Criticism is being increasingly levelled at the Nova Scotia government for its award to three large tourism operators of 35 million Canadian dollars (C$35 million - US$28 million) of loan guarantees via standby letters of credit (L/Cs), (DC World News, 30 April 2021).

One of the operators, the Cabot Links golf resort, has drawn the fiercest criticism. Accusations suggest that their standby L/C backed loan will likely be used to fund the construction of luxury condominiums or villas that were planned but delayed by the coronavirus pandemic.

L/C conditions questioned

"Every large property developer in Nova Scotia wants to build condos and would love to have a letter of credit backing up the bank [loan] and getting a super-low interest rate," according Neal Livingston of the Margaree Environmental Association.

For more than a decade Livingston has been vehemently against the development of Cabot Links and an associated airport capable of catering for the jets of wealthy golfers flying into the resort.
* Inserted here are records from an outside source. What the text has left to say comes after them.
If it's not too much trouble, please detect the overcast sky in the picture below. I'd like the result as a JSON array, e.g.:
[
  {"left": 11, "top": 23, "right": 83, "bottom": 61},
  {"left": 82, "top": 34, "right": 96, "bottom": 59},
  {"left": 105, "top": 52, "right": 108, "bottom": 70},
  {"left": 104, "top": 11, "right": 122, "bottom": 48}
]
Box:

Livingston is questioning what conditions are attached the L/Cs and argues that since the resort's developers already planned to build new condominiums, then additional funding is not needed.

Government response

When asked if guarantee programme applicants were required to disclose business plans for the loans, Nova Scotia's inclusive economic growth minister, Labi Kousoulis, replied in an email response that the programme "provides a standby L/C that an eligible operator can use to secure loans with favourable terms to ease operating pressures and create the conditions for the sector to rebound."

"The programme is a loan guarantee and does not provide funds directly to the operators," Kousoulis added.

This article represents the views of the author and not necessarily those of the ICC or Coastline Solutions.